One signal for which all hardware designers have to bow is the almighty CLOCK. In the previous exercise, you’ve already connect up with this signal. The clock on the PYNQ Z2 runs at 125MHz and therefore has a clock period of 8 ns.
As the final aim of this lab is to flash lights like a Christmas tree, having fancy light effects change every 8 ns would be a little quick to the eyes.
The easiest way to do something in the “human-perceptible-order-of-magnitude” is to use a pre-scaler: simply have a counter count in loops. Every time the counter hits a certain threshold, a small tick is given.
Having a counter go to 125’000’000 would result in 1 tick every second. So, to have 2 ticks per second, the counter needs to count to 62’500’000.
The available libraries in the design tools allow for easy counting with integers. Counting with the STD_LOGIC-type is a bit more cumbersome.
...
signal tick : STD_LOGIC;
constant C_PRESCALER_MAX : integer := 125000000/2;
signal prescaler: integer;
begin
P_PRESC: process(clock_i)
begin
if rising_edge(clock_i) then
if reset_i = '1' then
prescaler <= 0;
tick <= '0';
else
if prescaler = C_PRESCALER_MAX then
tick <= '1';
prescaler <= 0;
else
tick <= '0';
prescaler <= prescaler + 1;
end if;
end if;
end if;
end process P_PRESC;
...As a good hardware designer you also test your design using testbenches. When you do things at the speed of around 1 Hz, simulation would take very long. For simulation it would be more convenient that the tick is generated every 250, or so, clock cycles.
It goes without saying that you can just overwrite the value of the constant C_PRESCALER_MAX, from the previous example, for simulation. Before generating a bitstream this could be CTRL+Z-ed. Alas, if I take myself as an example, one forgets to do this. Also, when you want to simulate again, you have to go change the constant again.

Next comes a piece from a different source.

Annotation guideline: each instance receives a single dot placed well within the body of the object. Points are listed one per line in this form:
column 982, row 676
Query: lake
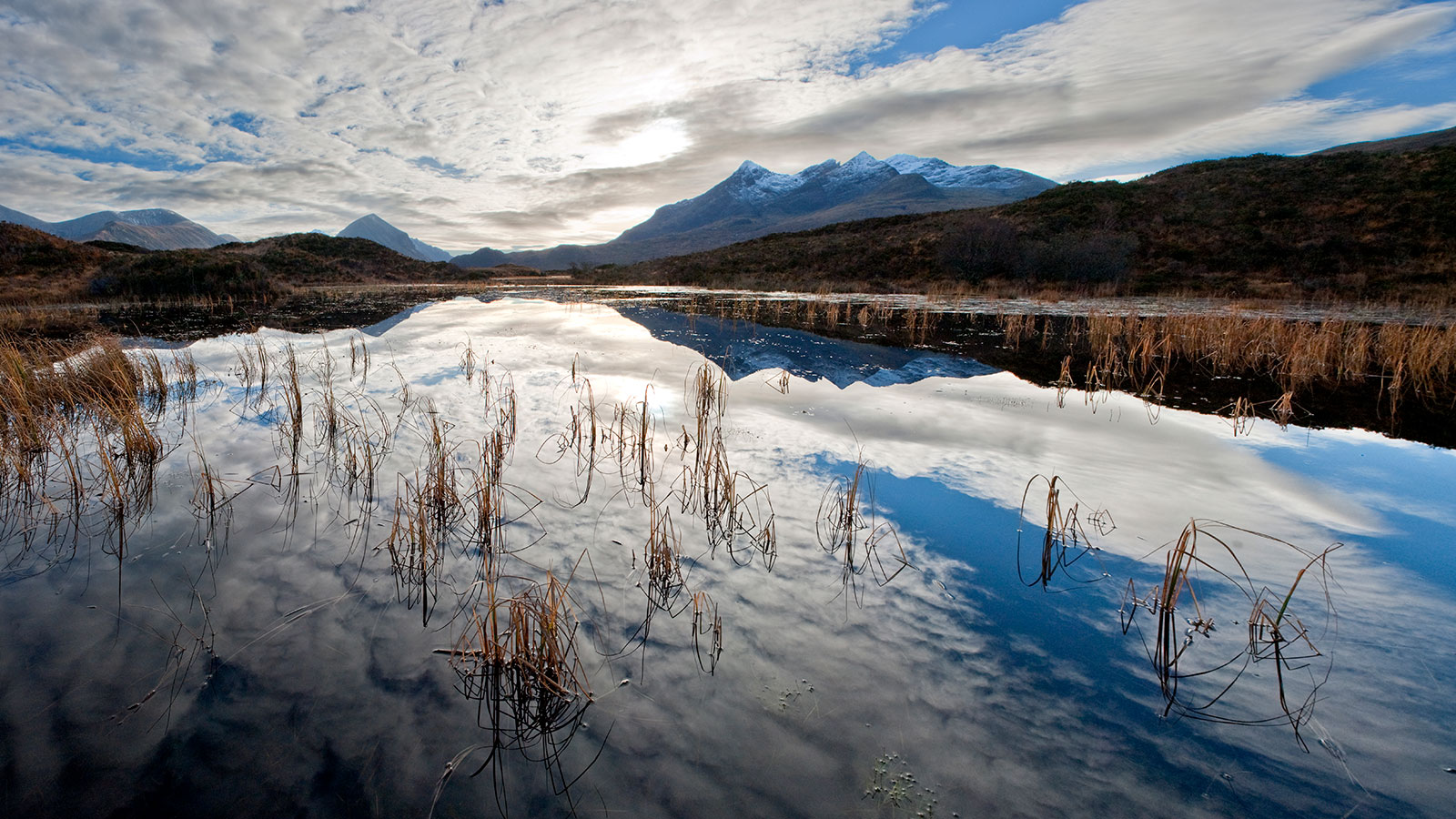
column 533, row 559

A bit of a dirty hack can be a way around this.
...
signal tick : STD_LOGIC;
constant C_PRESCALER_MAX : integer := 125000000/(2
-- synthesis translate_off
* 312500
-- synthesis translate_on
);
signal prescaler: integer;
...The use of pragmas can be compared to C’s #ifdef. The pragma used above, disables the synthesis tool between the translate_off and translate_on statements.
For more (on) pragmas, see here, or ask Google.
For this exercise use a pre-scaler to have all four LEDs flash at 1 Hz. To be more specific: the LEDs are on for half a second and the off for half a second.
For this exercise, each LED flashes at double the frequency of its left neighbour. The left-most LED continues flashing at 1 Hz (as in the previous exercise).